Clay Shirky offers up the first essay in the new Cato Unbound. It’s about the future of journalism, or what I like to refer to as the death of the Ivy League journalist. Yes, those halcyon days of putting in fifty hours-a-week at the Harvard Crimson, all in the hope of earning that perch on the Times’ National desk are over. That’s like trying to be a poet. Anyway, reading Shirky, I had a brainwave: the decline of the newspaper industry and the rise of open source style news offers a great metaphor for the land of a thousand nations. Here’s what I’ll do to help you out. Quoting from Shirky’s essay, I will erase every instance of the word “journalism” and replace it with “government” or “politics” or some such. I see a bright new future in this Shirky remix. Enjoy:

Because journalism government has always been subsidized, and because the public can increasingly get involved in activities too complex for loose groups to take on before the current era, journalism sovereignty is seeping into the population at large, with the models of subsidy being altered to fit that shift. The transition here is like the spread of the ability to drive, from paid chauffeurs to the whole population. We still pay people to drive, from buses to race cars, and there are more paid drivers today than there were in the days of the chauffeur. Paid drivers are, however, no longer the majority of all drivers.

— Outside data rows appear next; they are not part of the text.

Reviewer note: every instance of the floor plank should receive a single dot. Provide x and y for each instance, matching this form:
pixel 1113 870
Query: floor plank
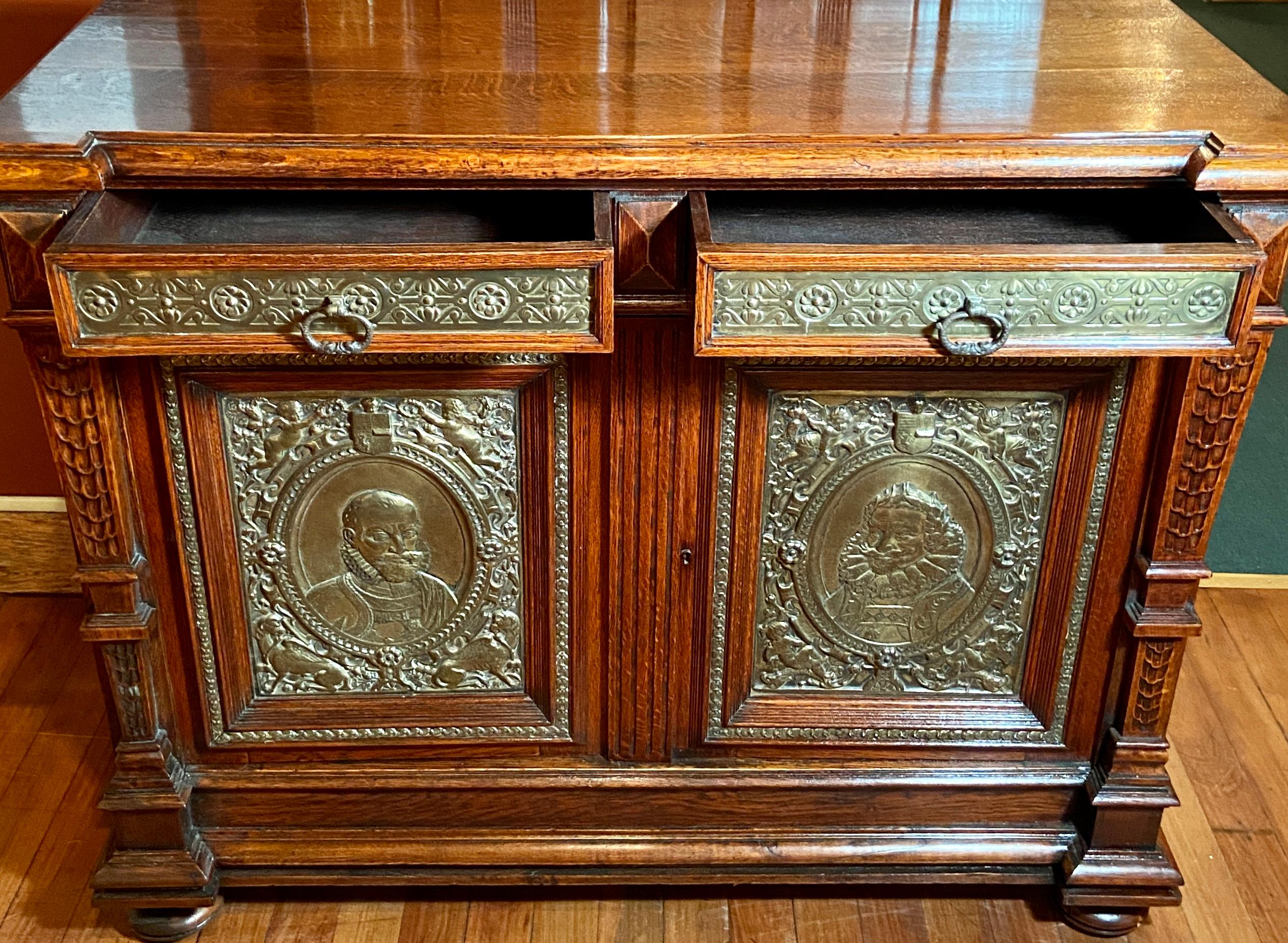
pixel 434 922
pixel 499 922
pixel 827 920
pixel 761 920
pixel 695 920
pixel 554 922
pixel 240 922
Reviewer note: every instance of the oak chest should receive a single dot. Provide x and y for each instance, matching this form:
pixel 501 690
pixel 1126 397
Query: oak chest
pixel 665 500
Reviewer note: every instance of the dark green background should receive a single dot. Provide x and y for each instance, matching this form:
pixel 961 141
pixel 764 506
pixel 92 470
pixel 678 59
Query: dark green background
pixel 1251 533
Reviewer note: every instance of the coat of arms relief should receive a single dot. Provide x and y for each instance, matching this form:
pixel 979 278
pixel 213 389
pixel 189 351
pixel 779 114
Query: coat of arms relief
pixel 901 539
pixel 379 540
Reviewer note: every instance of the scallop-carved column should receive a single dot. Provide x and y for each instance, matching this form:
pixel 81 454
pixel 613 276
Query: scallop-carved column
pixel 1122 866
pixel 157 858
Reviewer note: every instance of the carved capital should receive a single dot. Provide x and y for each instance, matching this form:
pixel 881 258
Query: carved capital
pixel 26 231
pixel 74 399
pixel 1213 413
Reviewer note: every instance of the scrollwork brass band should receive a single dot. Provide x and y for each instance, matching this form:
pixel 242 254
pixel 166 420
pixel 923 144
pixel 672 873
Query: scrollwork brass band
pixel 379 544
pixel 140 303
pixel 1033 304
pixel 901 540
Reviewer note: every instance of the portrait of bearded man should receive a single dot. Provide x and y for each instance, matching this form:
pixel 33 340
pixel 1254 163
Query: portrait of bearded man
pixel 901 575
pixel 387 593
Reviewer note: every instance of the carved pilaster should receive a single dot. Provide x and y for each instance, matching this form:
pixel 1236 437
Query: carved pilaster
pixel 1121 865
pixel 157 858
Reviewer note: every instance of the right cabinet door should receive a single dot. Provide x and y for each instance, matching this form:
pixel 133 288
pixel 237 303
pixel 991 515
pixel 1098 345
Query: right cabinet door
pixel 903 555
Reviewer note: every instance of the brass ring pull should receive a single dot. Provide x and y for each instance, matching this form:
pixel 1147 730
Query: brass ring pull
pixel 330 311
pixel 998 328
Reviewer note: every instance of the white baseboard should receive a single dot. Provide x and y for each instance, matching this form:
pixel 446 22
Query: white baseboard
pixel 37 552
pixel 29 503
pixel 1246 582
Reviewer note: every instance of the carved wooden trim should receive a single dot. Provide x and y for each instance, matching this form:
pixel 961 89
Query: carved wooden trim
pixel 652 239
pixel 26 231
pixel 132 686
pixel 1157 664
pixel 1215 409
pixel 70 392
pixel 656 410
pixel 1268 222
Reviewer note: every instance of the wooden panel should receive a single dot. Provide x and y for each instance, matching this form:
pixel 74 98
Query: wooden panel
pixel 783 674
pixel 661 406
pixel 334 679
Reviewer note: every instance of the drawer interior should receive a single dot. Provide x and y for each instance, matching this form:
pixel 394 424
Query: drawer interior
pixel 964 218
pixel 178 218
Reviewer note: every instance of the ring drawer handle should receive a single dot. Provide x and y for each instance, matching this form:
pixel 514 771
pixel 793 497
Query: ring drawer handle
pixel 330 311
pixel 973 311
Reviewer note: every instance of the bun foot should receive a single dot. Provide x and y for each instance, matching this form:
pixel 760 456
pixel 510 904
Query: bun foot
pixel 170 924
pixel 1103 923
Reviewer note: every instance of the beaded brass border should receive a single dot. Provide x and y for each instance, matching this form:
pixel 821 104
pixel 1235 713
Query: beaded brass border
pixel 1053 736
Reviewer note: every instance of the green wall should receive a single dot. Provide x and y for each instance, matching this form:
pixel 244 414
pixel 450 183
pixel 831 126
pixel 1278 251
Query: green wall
pixel 1251 533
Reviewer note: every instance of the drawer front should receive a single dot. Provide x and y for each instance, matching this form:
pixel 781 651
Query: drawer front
pixel 178 274
pixel 275 303
pixel 1054 307
pixel 905 556
pixel 378 556
pixel 970 274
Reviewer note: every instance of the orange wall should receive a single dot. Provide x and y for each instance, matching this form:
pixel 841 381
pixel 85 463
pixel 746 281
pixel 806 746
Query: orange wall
pixel 30 29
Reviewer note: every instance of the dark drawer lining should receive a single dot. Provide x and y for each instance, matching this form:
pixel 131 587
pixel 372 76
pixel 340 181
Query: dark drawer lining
pixel 1009 217
pixel 177 218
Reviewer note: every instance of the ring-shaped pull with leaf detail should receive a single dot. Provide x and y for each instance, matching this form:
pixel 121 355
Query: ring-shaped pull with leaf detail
pixel 971 309
pixel 333 311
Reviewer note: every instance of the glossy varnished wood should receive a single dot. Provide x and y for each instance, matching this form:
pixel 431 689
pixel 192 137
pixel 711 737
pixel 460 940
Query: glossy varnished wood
pixel 1229 834
pixel 622 91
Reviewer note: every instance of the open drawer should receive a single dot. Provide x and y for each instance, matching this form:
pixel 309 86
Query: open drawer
pixel 970 272
pixel 223 272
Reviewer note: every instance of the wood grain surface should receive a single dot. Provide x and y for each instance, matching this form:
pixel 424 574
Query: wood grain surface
pixel 1230 768
pixel 617 89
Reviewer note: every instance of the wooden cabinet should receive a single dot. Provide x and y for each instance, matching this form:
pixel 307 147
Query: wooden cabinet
pixel 647 469
pixel 393 589
pixel 903 555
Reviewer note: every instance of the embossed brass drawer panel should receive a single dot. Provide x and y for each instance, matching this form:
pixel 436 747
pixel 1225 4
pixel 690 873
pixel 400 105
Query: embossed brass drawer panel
pixel 335 274
pixel 925 274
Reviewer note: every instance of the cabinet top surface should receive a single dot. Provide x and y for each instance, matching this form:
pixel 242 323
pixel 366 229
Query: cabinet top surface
pixel 619 71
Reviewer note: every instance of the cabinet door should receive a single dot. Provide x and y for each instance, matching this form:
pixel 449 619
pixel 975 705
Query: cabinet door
pixel 902 555
pixel 377 555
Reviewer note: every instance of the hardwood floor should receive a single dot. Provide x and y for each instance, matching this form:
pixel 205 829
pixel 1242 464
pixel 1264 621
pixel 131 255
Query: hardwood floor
pixel 1229 764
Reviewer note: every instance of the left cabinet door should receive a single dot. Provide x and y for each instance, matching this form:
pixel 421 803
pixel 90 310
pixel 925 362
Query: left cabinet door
pixel 377 555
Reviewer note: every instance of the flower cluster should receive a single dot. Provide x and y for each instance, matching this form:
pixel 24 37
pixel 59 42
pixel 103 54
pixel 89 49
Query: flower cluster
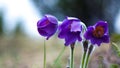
pixel 71 29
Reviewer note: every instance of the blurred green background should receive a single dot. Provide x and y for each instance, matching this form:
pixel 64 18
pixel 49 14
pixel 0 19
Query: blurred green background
pixel 22 47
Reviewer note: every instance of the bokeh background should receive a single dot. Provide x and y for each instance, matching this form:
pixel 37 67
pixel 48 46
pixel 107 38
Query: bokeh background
pixel 22 47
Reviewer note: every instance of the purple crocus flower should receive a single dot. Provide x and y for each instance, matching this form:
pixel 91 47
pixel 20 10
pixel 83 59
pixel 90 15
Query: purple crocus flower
pixel 98 33
pixel 47 26
pixel 70 30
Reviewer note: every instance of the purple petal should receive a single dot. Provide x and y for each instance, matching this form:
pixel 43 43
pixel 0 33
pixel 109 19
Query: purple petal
pixel 76 26
pixel 70 38
pixel 88 34
pixel 52 19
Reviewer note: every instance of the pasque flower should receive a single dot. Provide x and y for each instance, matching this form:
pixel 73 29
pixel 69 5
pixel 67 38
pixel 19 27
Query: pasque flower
pixel 98 33
pixel 70 30
pixel 47 26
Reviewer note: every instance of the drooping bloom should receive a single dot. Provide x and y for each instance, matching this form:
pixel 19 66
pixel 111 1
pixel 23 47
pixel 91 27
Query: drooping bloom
pixel 98 33
pixel 70 30
pixel 47 26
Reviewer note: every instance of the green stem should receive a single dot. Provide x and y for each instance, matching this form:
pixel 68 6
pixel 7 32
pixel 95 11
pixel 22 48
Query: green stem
pixel 44 55
pixel 87 60
pixel 72 56
pixel 88 56
pixel 59 56
pixel 83 59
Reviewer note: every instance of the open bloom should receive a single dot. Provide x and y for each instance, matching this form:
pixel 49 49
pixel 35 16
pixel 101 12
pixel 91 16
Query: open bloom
pixel 47 26
pixel 70 30
pixel 98 33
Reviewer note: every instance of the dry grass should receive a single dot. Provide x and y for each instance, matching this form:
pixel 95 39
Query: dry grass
pixel 23 52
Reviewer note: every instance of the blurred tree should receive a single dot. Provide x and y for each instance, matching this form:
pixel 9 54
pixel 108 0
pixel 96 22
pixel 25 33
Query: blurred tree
pixel 1 22
pixel 18 29
pixel 88 11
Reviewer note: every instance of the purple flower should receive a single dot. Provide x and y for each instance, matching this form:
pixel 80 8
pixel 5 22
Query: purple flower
pixel 98 33
pixel 47 26
pixel 70 30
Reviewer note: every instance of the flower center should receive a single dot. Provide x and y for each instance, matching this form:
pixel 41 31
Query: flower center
pixel 46 22
pixel 98 32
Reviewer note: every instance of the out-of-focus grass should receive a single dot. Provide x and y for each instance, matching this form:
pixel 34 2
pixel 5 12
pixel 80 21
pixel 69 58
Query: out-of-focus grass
pixel 23 52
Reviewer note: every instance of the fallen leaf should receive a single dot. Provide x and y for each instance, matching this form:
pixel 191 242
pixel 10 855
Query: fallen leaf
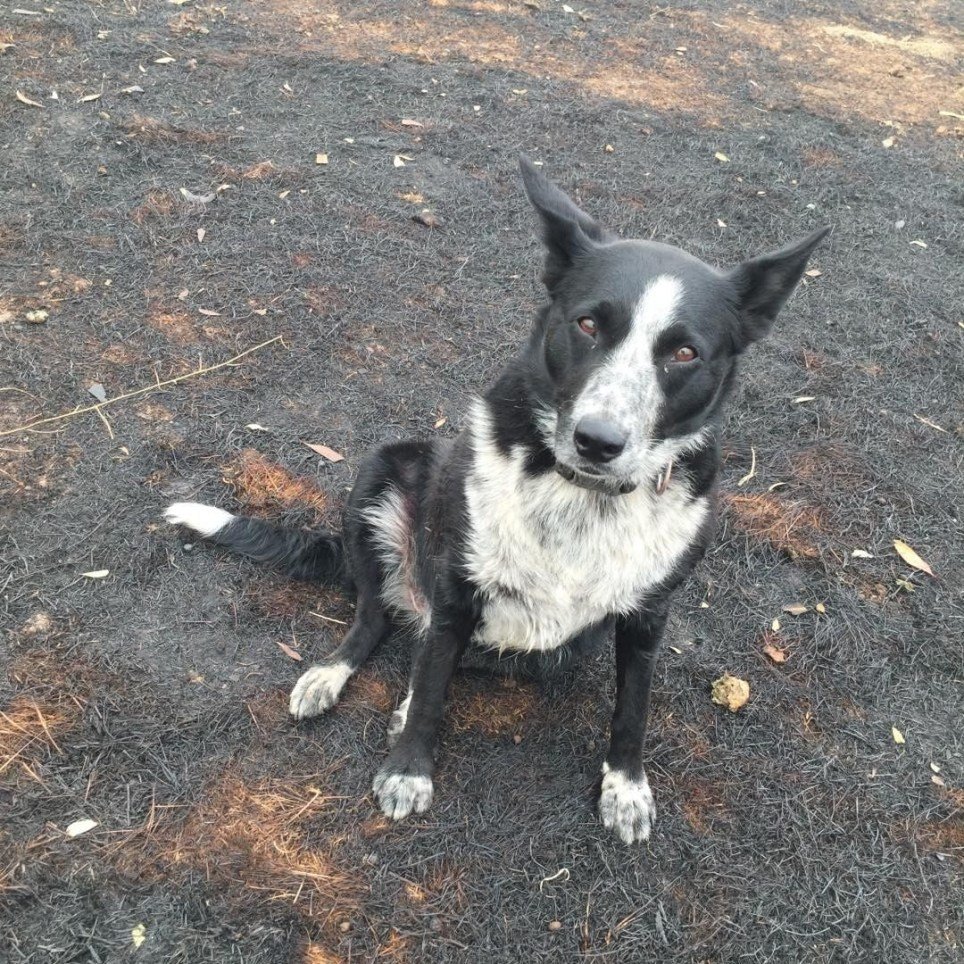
pixel 80 826
pixel 731 692
pixel 911 558
pixel 288 651
pixel 775 653
pixel 24 99
pixel 197 198
pixel 325 452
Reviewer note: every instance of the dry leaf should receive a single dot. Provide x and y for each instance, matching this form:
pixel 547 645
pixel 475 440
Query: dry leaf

Like driving, journalism governing is not a profession — no degree or certification is required to practice it, and training often comes after hiring — and it is increasingly being transformed into an activity, open to all, sometimes done well, sometimes badly, but at a volume that simply cannot be supported by a small group of full-time workers. The journalistic political models that will excel in the next few years will rely on new forms of creation, some of which will be done by professionals, some by amateurs, some by crowds, and some by machines.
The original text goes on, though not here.